Comments you've probably heard many times before.
I know this is one remark that upsets Defence partners most.
FYI I had no idea what I was getting into!
I did NOT choose this life.
However I did CHOOSE to love sombody who chose this life.
I met my husband when I was 15. He was 19. He had already completed his trade and was working as a Carpenter. I was in high school.
At the time he was living with my sister and her then husband - whom Jimmy grew up with in central Queensland.
Very early on in our relationship, the big financial crisis happened. 2008. As a result nobody was building houses and that left Jimmy out of work for a while.
He obviously always had a desire to serve his country. We had a discussion oneday which Jimmy said he was going to apply for the Army.

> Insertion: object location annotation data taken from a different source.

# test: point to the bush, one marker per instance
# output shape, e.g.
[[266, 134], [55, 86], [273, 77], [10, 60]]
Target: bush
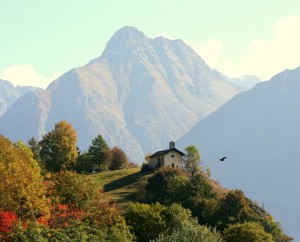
[[246, 232]]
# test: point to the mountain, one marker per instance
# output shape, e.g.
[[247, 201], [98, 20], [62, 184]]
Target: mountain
[[9, 94], [259, 132], [139, 94], [245, 82]]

My reply as a 16 year old was...
" I will not be an army wife and if you join I can't be with you anymore"
He ended up back on the tools and things were good!

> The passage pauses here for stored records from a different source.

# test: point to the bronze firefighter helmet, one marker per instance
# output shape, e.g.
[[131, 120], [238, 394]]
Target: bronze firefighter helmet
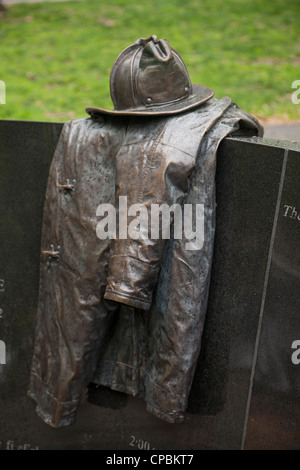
[[150, 78]]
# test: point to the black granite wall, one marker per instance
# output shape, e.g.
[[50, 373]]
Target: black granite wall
[[246, 391]]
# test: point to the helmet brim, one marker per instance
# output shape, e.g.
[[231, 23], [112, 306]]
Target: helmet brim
[[200, 95]]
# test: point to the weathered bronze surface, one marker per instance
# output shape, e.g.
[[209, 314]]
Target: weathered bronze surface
[[125, 313], [150, 78]]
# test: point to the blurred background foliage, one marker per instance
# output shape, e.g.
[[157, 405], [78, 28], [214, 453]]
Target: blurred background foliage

We got married, then a few years down the track we had our son.
But that little desire didn't leave Jimmy.
I had just fallen pregnant with our 2nd child and Jimmy decided to start looking into joining the Defence Force again.
I still wasn't keen. But it was obviously important for him.
What I can tell you is this.
I CHOSE TO LOVE SOMEONE, WHO HAPPENED TO CHOOSE DEFENCE.
Because I love this person I CHOOSE to support this person.
Just because I chose to support him, didn't mean I knew what I was getting into.
I didn't know I'd literally pop out our daughter and a few weeks later he'd leave for recruits.
I knew nothing about this lifestyle. To this day I'm still figuring the whole Defence family/life thing out.
It's not easy. Its the hardest thing I've ever done. Endless weeks and months away, the deployment. The never ending adjusting.
NO I don't know what I got myself into, some days I still ask myself what the heck am I doing here!
This I do know.
I know that it takes someone extra extrodinary to love and support a Defence member.
To be the glue of the family, to be the hero's of the Homefront, and to adjust and accept things out of our control. To learn to go with the flow and accept the fact that at any given moment things can and will pop up unexpectedly.
To you, the partners and families, you are AMAZING! you are STRONG!
It's not always easy loving someone who isn't home that much. That's what makes you incredible. You can love someone who at any given moment has to leave, yet again.
I ended up being the wife I said I could never be. Although it's hard at times, I wouldn't change a thing now.